Chapter 2 Programming primers

Chapter lead author: Pepa Aran

2.1 Learning objectives

After you’ve gone over the lecture and solved the exercises, you should be able to:

  • Use loops, conditional statements and functions in your code
  • Write clean, stylized and structured code
  • Look for help

2.2 Tutorial

2.2.1 Programming basics

In this section, we will review the most basic programming elements (conditional statements, loops, functions…) for the R syntax.

2.2.1.1 Conditional statements

In cases where we want certain statements to be executed or not, depending on a criterion, we can use conditional statements if, else if, and else. Conditionals are an essential feature of programming and available in all languages.
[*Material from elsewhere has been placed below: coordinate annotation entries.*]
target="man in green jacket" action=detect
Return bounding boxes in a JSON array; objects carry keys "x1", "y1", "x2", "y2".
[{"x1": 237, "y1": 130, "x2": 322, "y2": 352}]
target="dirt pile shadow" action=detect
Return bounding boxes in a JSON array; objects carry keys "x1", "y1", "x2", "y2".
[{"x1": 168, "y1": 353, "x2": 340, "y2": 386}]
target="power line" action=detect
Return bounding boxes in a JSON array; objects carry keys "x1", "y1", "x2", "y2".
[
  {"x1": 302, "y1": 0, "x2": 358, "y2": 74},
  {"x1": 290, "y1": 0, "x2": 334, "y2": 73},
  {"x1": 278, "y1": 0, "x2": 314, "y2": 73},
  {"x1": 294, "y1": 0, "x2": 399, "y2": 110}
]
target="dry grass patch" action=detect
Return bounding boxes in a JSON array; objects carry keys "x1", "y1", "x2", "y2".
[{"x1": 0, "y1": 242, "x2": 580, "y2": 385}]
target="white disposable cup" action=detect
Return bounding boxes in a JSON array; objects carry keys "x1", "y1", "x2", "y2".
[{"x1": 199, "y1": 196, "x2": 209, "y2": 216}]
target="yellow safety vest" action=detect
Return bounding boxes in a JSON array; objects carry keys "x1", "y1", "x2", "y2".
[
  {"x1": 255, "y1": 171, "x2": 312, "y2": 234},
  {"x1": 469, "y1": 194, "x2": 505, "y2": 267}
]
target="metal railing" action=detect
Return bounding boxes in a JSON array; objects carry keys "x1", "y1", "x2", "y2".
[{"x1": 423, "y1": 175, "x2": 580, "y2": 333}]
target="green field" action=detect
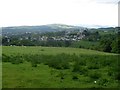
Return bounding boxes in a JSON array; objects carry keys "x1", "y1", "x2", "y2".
[{"x1": 2, "y1": 46, "x2": 120, "y2": 88}]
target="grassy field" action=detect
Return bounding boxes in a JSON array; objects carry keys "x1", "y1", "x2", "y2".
[{"x1": 2, "y1": 46, "x2": 120, "y2": 88}]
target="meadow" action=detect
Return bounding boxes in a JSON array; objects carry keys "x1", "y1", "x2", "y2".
[{"x1": 2, "y1": 46, "x2": 120, "y2": 88}]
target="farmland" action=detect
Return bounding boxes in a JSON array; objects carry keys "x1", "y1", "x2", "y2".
[{"x1": 2, "y1": 46, "x2": 120, "y2": 88}]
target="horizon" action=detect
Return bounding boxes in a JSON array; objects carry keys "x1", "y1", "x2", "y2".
[{"x1": 0, "y1": 0, "x2": 119, "y2": 27}]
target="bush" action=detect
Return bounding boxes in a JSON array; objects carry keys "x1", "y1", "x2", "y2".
[{"x1": 89, "y1": 71, "x2": 101, "y2": 79}]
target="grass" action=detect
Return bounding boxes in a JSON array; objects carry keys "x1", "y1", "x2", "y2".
[
  {"x1": 2, "y1": 46, "x2": 118, "y2": 88},
  {"x1": 3, "y1": 62, "x2": 117, "y2": 88}
]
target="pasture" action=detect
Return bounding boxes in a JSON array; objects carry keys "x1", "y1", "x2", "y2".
[{"x1": 2, "y1": 46, "x2": 120, "y2": 88}]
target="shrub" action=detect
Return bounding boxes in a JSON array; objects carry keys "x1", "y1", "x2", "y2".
[{"x1": 89, "y1": 71, "x2": 101, "y2": 79}]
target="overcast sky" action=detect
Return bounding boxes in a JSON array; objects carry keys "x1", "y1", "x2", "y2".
[{"x1": 0, "y1": 0, "x2": 119, "y2": 27}]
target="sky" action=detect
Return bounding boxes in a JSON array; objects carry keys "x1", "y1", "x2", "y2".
[{"x1": 0, "y1": 0, "x2": 119, "y2": 27}]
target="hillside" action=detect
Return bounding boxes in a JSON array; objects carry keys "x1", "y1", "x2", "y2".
[{"x1": 2, "y1": 24, "x2": 86, "y2": 34}]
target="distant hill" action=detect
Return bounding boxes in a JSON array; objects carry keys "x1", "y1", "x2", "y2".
[{"x1": 2, "y1": 24, "x2": 86, "y2": 34}]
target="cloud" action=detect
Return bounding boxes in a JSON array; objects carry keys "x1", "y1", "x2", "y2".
[{"x1": 91, "y1": 0, "x2": 120, "y2": 4}]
The R syntax for conditional statements looks like this:

if (temp < 0.0){
  is_frozen <- TRUE
}

The evaluation of the criterion inside the round brackets (here (temp < 0.0)) has to return either TRUE or FALSE. Whenever the statement between brackets is TRUE, the chunk of code between the subsequent curly brackets is executed. You can also write a conditional that covers all possibilities, like this:

temp <- -0.5
if (temp < 0.0){
  is_frozen <- TRUE
} else {
  is_frozen <- FALSE
}

When the temperature is below 0, the first chunk of code is executed. Whenever it is greater or equal that 0 (i.e. the condition returns FALSE) the second chunk of code is evaluated.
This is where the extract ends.